Full benefits begin at the age of 65 or 66 for individuals born between 1943 and 1954, although you can begin collecting as early as 62 if you’re willing to accept around 30 percent less. But despite the lower payout, as many as 4 in 10 future retirees over the age of 50 claim they’ll tap into social security as soon as they can.

Getting more money now is the American way, but is it the best idea? At the end of the day, it all depends on how long you’ll live – the one life detail that no one actually knows.

When you accept social security benefits early, you’re accepting a lower payout for the duration of your benefits. Is this a good deal? If you live only a few years, it might be your best decision yet. But if you live until you’re 90, you might regret it.

How You Could Leave Your Spouse Behind

When deciding the timing of their SS benefits, many retirees attempt a break-even analysis comparing the length of payments to the amount of payments to determine a break-even age. I hear this as a reason to collect SS early all the time. “I collected early at 62 because I would have to live to 83 to break even,” my clients will say.

The problem with “break even math” is that it forgets spousal beneficiaries. The simplest explanation of this rule is this: the biggest Social Security check in the family is a 100% ‘joint-and-survivor’ benefit, meaning that large check keeps paying as long as either spouse is living.

A lot of our male clients who take social security base their decision on break even math. Without realizing it, they could be saddling their spouse with lower Social Security payments for life. Sure, these older male clients might die at 83. But if their wife lives to 96, they have just burdened her with decades of lower benefits.

If you’re picturing grandmas struggling to get by on tightening benefits in old age, you’re right to worry. As the Social Security Administration notes, 55 percent of adult social security benefits were women in 2015. Like it not, women live longer – a lot longer. A man reaching 65 today can expect to live to age 84.3, but a woman has a life expectancy of 86.6.

Also, those are just averages. “About one out of every four 65-year-olds today will live past age 90, and one out of 10 will live past age 95,” notes the Social Security Administration.

Don’t Bet on the Market

Another reason retirees claim their benefits early? They assume their retirement portfolio will beat the returns of deferring social security until they receive full benefits. By taking social security early, they’ll argue, they’re letting their retirement portfolio beef up for greater returns down the line.

But, what if your portfolio doesn’t grow? What if your investments flounder – or worse – take a huge hit? In this case, you’d have to endure those lower social security payments for life without the investments gains you’d hoped for.

As you approach the age where claiming social security benefits is feasible, try not to bet the farm on “maybes” or wishful thinking. Remember, a guaranteed increase to your retirement income is a whole lot better than rolling the dice and hoping you’ll come out ahead.

Instead of taking chances, consider liquidating some cash/bond equivalents from your portfolio to defer Social Security benefits until you can claim the full amount.

Final Thoughts

Wishing to tap into potential income sources early is totally normal, and it’s true there are certain situations where claiming social security early is the smart thing to do. But, I would caution you to think long and hard before you commit to a payout for the rest of your life.
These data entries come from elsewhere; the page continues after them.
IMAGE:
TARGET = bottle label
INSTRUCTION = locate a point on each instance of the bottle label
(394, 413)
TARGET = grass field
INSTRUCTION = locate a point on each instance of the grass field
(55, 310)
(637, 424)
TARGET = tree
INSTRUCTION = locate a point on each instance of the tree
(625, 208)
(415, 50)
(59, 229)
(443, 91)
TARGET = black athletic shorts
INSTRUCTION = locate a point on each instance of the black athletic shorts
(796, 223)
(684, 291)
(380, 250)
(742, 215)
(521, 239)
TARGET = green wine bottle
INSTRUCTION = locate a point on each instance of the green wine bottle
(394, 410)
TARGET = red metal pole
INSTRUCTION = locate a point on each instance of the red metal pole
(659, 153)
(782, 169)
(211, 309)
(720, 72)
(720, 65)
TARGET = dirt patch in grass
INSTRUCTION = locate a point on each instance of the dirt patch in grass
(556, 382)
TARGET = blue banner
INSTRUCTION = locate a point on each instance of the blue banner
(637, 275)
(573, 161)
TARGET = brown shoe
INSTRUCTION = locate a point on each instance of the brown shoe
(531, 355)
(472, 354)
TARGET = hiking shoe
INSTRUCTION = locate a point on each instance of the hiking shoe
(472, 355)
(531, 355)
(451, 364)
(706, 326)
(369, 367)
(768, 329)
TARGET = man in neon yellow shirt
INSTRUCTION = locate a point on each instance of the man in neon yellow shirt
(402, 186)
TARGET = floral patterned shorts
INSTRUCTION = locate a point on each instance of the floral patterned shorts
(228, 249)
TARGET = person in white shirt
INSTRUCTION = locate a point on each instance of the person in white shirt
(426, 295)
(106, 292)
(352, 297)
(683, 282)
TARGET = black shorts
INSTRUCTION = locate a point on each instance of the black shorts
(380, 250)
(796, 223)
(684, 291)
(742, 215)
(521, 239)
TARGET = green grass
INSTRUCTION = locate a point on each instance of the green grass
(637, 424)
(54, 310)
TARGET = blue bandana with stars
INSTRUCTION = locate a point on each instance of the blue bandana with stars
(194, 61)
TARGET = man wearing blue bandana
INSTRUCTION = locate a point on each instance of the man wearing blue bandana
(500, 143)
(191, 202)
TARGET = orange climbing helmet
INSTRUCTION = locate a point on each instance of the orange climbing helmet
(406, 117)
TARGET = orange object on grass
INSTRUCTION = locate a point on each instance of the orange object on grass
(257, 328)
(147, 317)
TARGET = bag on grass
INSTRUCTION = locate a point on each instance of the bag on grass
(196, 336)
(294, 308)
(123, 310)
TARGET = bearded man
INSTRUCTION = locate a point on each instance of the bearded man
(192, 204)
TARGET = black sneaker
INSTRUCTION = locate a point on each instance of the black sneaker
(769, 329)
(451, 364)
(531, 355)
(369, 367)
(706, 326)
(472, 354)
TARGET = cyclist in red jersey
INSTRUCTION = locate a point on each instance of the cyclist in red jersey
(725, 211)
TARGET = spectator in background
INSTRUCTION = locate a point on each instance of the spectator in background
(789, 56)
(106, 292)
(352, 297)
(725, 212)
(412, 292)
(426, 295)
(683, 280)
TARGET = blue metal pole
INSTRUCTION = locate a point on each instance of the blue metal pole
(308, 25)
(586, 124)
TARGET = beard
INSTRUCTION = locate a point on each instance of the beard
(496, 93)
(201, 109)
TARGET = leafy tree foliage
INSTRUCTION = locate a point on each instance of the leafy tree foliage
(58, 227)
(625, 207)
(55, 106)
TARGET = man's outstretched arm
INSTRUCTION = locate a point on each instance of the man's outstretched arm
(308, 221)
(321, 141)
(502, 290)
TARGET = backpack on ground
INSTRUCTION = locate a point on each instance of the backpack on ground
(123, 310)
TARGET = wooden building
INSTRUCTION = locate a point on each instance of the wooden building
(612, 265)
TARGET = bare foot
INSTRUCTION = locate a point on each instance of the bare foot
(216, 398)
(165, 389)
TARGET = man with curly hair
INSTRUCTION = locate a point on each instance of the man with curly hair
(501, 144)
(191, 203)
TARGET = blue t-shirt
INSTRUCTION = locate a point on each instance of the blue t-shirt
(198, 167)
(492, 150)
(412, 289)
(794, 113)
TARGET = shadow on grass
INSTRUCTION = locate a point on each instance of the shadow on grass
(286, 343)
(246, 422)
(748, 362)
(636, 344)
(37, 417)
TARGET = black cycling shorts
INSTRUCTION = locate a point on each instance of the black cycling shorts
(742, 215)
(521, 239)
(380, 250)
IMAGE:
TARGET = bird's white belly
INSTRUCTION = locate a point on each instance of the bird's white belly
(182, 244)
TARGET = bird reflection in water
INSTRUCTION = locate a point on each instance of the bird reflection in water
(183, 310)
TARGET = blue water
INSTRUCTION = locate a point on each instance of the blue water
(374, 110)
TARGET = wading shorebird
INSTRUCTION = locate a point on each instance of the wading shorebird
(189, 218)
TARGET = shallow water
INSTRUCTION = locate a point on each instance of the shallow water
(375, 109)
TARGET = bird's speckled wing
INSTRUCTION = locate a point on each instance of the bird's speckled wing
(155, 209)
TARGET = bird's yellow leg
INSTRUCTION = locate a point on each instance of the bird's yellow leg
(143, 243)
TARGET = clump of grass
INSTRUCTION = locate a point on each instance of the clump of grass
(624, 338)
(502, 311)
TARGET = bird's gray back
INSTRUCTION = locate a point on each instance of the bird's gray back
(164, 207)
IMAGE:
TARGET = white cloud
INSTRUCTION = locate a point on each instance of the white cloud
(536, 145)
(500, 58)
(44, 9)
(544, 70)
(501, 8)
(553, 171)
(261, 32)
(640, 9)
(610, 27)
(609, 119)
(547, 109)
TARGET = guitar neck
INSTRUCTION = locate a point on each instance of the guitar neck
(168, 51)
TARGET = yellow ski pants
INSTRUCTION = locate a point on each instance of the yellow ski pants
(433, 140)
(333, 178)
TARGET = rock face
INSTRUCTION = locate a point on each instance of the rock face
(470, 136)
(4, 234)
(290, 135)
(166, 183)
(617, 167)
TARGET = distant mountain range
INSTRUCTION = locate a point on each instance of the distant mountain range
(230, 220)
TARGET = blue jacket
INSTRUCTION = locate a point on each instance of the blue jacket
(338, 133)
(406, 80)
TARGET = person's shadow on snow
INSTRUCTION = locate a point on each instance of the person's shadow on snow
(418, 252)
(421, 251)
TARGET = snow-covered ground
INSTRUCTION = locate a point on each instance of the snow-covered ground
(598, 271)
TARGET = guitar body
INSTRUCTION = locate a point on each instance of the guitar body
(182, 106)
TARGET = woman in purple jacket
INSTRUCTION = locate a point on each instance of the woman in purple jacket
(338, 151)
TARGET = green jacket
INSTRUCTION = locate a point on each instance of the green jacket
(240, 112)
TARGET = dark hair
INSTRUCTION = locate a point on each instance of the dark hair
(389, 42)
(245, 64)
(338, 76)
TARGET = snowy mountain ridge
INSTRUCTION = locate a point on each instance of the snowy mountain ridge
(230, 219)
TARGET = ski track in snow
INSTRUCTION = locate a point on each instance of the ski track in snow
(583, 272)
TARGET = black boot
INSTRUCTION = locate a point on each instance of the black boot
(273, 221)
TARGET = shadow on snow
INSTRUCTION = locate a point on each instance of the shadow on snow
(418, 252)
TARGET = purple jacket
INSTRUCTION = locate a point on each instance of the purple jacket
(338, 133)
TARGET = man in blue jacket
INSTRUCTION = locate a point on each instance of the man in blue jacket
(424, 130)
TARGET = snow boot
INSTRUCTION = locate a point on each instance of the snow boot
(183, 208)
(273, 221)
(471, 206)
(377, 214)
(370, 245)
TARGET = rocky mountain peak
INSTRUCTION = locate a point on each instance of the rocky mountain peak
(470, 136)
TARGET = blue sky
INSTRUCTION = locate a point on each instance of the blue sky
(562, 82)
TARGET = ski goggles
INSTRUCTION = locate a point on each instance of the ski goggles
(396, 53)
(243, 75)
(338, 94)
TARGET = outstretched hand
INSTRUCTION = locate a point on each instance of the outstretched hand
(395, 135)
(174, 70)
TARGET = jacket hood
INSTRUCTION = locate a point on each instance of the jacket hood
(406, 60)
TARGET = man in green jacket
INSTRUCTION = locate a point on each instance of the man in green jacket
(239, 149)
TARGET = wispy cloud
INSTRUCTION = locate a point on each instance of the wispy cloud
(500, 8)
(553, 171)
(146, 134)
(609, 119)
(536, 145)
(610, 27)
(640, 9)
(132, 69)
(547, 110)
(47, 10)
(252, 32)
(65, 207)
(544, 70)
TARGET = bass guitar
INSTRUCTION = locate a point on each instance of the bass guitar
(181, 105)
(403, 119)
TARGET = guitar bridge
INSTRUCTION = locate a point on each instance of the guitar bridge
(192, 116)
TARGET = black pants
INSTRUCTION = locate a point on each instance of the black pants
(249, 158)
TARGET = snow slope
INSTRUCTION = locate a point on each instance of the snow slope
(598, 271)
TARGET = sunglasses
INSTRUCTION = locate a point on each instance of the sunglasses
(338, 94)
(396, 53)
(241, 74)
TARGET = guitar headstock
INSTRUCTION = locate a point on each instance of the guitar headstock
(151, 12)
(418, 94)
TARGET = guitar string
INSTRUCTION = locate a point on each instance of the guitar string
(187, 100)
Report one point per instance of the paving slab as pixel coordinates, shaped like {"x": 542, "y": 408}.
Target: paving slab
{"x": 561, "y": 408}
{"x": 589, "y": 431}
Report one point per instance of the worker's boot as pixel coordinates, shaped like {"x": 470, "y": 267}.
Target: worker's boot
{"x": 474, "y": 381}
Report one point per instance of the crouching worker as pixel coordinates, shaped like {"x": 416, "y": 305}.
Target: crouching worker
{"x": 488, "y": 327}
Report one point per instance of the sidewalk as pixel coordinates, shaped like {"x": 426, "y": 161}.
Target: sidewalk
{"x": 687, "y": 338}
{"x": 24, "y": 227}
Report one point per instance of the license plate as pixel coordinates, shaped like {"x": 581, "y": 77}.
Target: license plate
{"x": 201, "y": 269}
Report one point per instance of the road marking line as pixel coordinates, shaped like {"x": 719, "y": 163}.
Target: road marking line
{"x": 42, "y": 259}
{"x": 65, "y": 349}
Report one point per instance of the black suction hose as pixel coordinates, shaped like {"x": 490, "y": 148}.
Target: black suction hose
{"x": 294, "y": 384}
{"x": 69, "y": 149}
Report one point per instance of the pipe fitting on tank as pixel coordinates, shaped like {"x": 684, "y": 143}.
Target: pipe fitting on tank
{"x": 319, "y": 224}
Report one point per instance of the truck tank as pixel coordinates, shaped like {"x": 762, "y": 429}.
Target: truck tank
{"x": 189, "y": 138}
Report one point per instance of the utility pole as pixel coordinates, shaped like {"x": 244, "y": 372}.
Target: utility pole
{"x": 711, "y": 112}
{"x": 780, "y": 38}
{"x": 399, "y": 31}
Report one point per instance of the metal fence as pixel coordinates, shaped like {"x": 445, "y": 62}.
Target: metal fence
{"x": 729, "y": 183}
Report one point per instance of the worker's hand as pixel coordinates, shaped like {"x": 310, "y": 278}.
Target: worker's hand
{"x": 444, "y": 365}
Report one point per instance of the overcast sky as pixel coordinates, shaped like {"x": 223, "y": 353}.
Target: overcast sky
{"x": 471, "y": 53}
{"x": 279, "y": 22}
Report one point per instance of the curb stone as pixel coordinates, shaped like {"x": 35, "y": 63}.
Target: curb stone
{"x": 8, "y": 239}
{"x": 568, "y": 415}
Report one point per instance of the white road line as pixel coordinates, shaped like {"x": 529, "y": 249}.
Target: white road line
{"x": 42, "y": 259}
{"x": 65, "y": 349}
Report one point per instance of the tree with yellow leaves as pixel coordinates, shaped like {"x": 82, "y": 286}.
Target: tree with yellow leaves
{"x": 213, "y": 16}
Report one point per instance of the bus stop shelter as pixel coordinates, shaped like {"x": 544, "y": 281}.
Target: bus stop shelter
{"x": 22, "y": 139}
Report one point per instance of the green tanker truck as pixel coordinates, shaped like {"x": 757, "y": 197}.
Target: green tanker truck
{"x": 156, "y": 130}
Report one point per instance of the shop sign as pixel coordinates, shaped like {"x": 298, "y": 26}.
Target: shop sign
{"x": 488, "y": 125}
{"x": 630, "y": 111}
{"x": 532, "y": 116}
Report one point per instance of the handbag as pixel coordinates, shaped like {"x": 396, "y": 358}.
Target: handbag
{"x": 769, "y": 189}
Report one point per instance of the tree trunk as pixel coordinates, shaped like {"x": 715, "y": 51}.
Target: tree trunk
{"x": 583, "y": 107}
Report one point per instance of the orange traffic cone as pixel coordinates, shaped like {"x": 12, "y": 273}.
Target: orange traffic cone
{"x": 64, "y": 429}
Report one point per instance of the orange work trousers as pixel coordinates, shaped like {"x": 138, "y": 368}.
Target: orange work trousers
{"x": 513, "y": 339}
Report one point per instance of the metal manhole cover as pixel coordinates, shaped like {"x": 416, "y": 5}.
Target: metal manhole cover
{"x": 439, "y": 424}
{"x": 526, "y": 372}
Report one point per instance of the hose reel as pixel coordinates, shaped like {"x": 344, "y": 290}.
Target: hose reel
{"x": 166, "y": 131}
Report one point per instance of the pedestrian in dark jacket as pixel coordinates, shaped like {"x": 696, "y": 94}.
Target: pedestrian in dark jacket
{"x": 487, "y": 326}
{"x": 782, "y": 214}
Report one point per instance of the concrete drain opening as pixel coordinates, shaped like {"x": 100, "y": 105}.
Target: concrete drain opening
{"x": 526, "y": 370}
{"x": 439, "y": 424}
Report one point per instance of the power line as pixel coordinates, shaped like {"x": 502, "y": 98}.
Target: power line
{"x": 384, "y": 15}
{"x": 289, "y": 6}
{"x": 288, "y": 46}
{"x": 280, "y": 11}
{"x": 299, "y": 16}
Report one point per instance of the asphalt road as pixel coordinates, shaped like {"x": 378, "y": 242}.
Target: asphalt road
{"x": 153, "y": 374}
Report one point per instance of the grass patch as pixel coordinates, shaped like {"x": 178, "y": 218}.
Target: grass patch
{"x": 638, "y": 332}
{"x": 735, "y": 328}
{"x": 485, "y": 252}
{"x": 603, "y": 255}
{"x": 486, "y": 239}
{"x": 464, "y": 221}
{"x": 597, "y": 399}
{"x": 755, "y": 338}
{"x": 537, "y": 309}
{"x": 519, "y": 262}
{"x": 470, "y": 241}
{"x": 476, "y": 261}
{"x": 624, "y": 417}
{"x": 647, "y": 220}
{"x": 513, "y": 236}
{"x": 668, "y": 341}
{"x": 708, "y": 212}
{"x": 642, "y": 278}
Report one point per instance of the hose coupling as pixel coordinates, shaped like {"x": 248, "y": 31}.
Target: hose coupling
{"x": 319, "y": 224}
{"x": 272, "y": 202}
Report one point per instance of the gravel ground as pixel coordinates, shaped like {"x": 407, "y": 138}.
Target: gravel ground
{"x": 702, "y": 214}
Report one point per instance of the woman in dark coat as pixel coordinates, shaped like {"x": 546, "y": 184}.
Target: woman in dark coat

Just because the extra funds would lessen your load now doesn’t mean the “future you” will be better off. As you plot out your retirement, make sure to think beyond today to five, ten, or twenty years from now. How might your life be different?

While nobody can predict the future, it’s safe to assume the “future you” would choose a higher payout if she could. By denying her that choice, you could be making a grave mistake with consequences that last a lifetime.